During the WWDC Keynote, Apple has announced a new graphics Application Programming Interface (API) for game developers called Metal. The name is a reference to the low-level (close to the hardware, or “close to the metal”) of the API, which has been designed to address inherent inefficiencies of OpenGL, the current 3D graphics API for games. OpenGL has been around for decades, and although OpenGL ES for mobiles has been optimized to remove many of the inefficiencies due to legacy desktop code, the problem remains that OpenGL had been designed when graphics hardware was totally different.
Very much like DirectX 11, there are a number of scenarios where the programmability of today’s games induced so many changes and updates in the game states that the graphics driver had to keep track of way too many things. Additionally, the app itself could sometime do a better job at it since it knows exactly what’s going on, while the graphics API can only make assumptions.
Apple did not disclose a lot of details about the Metal API during the Keynote, but it’s fair to think that it revolves around the same concept than AMD’s Mantle and Microsoft’s DirectX 12 APIs.
Both have been designed to reduce the involvement of the graphics API, and give the app developer more control over the state and data necessary to display 3D objects. Because of that, the net result is that games that use low-level APIs should be able to display more objects without running into API performance limitations.
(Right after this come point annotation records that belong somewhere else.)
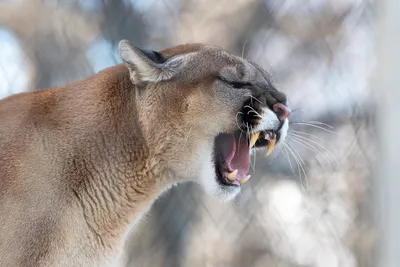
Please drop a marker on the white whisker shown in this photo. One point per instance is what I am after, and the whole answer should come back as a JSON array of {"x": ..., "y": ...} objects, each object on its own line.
[
  {"x": 297, "y": 162},
  {"x": 253, "y": 111},
  {"x": 244, "y": 45},
  {"x": 252, "y": 97},
  {"x": 301, "y": 161},
  {"x": 237, "y": 124},
  {"x": 315, "y": 126},
  {"x": 320, "y": 123},
  {"x": 316, "y": 143},
  {"x": 304, "y": 133},
  {"x": 312, "y": 148},
  {"x": 287, "y": 158}
]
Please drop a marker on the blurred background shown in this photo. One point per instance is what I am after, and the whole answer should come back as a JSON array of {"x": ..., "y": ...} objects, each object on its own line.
[{"x": 309, "y": 203}]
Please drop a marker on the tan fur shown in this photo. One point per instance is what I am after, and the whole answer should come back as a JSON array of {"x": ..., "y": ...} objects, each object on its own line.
[{"x": 81, "y": 162}]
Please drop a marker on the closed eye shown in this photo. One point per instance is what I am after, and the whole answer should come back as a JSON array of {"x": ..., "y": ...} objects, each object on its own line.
[{"x": 235, "y": 84}]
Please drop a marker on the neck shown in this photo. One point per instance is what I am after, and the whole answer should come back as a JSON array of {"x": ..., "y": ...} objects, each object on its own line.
[{"x": 116, "y": 177}]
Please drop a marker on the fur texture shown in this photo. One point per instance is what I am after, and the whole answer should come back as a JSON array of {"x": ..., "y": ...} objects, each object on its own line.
[{"x": 81, "y": 162}]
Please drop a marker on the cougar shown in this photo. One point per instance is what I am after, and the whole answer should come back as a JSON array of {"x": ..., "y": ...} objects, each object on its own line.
[{"x": 81, "y": 163}]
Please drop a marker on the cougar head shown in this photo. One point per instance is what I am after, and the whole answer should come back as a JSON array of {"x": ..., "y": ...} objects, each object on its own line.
[{"x": 203, "y": 110}]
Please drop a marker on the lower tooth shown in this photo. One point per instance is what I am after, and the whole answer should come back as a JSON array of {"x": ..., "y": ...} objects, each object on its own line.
[{"x": 245, "y": 179}]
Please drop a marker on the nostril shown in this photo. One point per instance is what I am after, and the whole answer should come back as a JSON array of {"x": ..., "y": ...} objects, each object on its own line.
[{"x": 281, "y": 111}]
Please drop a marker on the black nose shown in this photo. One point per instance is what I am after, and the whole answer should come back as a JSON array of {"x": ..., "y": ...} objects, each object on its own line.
[{"x": 281, "y": 111}]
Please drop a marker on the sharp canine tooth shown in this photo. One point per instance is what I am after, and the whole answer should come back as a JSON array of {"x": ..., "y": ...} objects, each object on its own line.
[
  {"x": 253, "y": 138},
  {"x": 232, "y": 175},
  {"x": 271, "y": 146},
  {"x": 245, "y": 179}
]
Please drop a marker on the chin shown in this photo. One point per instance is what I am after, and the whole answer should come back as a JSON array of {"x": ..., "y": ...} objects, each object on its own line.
[{"x": 230, "y": 161}]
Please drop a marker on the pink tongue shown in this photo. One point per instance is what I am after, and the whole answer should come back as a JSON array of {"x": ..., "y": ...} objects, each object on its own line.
[{"x": 241, "y": 159}]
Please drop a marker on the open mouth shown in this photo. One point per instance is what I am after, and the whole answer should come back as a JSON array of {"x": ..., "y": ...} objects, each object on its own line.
[{"x": 232, "y": 154}]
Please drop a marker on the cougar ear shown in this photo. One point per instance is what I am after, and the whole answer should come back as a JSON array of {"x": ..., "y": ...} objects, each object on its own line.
[{"x": 144, "y": 65}]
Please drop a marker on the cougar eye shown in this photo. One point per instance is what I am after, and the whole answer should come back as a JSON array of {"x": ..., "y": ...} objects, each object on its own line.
[{"x": 234, "y": 84}]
This is particularly important for performance critical games such as those using the Unreal Engine (Gears of War…), or the Frostbite engine (Battlefield…) since they tend to draw a huge amount of polygons with complex rendering (watch a demo of the Unreal engine). Those enormous development teams have the know-how and manpower to take on such an API change first.
Other developers will probably stick to OpenGL for the time being in order to minimize the amount of work required to port their app to Android/PC/Mac and Linux. In the end, Metal will accelerate the arrival of PC/Console type of titles or graphics to iOS devices. Right now, it’s not clear which devices will support Metal, but we should have more information pretty soon as the new development kit is downloaded by developers.